The title is slightly misleading, but it is true as long as the original source does not change.  I’ve also made a copy of an entire rawhide tree (~13G) in less than five seconds.

I’ve been syncing rawhide trees at home for a while and have a fairly old machine (Mac G4 400 MHz PPC running F10) that I use for file serving, http installs, unison, backups, yum repos, proxying, irssi, etc.  It only has 140G of disc space.  I could buy a larger drive, but I’ve found this is enough space to serve the files that I need and it forces me to keep things clean by throwing away files that are old or not used.  The G4 also makes for a great headless always on machine because according to my Kill A Watt meter it only consumes about 40 watts of electricity.

I was looking for a way to store multiple days of rawhide trees, knowing that usually only part of the tree changes each day and not wanting to duplicate a lot of data.  Inspired by a script that Jesse Keating wrote do to this I started exploring rsync and the fantastic --link-dest= argument.

This technique is also super handy if you want to do a quick backup of a massive amount of data and want to do it really fast–incurring space consumption only if the source changes later.

rsync -av --link-dest=/home/bozo/source /home/bozo/source  /home/bozo/target

The command above creates new hard links from the source to the target.  One tricky thing about the --link-dest= argument is that you must provide the full path.  Also, because hard links are involved the source and target must be on the same file systems.

As packages are removed from the source directory the target remains in tact.  All that has happened is that the link count for the changed file has been reduced. As long as the link count is greater than one the file remains. More on how this works.

This same technique works well for constructing other local Fedora trees with lots of similar files.  If the file is available locally, rsync creates a hard link instead of downloading it.
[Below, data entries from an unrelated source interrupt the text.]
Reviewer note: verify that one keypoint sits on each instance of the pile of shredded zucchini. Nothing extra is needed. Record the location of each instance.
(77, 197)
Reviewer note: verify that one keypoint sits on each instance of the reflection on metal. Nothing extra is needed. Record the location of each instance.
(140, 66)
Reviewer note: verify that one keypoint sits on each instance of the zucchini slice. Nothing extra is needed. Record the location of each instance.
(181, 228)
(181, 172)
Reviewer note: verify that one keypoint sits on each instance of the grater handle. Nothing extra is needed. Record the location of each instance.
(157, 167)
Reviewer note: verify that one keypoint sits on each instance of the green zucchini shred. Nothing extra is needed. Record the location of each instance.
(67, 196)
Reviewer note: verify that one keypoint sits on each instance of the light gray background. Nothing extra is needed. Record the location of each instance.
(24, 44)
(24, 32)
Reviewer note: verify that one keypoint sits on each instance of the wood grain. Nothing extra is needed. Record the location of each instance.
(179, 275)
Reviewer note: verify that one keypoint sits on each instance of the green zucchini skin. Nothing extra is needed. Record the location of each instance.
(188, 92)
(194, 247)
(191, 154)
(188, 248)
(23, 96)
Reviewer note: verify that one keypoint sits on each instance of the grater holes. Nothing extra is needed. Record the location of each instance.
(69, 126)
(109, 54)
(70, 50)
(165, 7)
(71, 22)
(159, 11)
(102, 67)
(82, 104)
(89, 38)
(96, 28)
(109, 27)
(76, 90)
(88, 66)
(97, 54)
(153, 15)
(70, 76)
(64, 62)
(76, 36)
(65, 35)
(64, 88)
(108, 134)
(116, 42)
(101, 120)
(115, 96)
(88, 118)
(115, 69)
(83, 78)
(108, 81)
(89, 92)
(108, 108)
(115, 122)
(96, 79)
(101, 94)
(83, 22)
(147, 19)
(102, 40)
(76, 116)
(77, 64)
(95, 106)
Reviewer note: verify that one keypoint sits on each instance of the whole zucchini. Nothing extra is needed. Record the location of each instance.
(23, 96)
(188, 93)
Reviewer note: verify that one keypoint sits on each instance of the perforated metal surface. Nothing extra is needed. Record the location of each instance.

Update  (2009-01-15): Having given a little more thought to Chris Tyler’s important clarification, maybe I’ve oversold this concept as a good backup mechanism when really it should be more focused on its benefits specifcally for managing trees or directories containing binaries or packages.  In other words, this approach is best for copying or linking content that does not get modified or is completely replaced by a newer version of the file.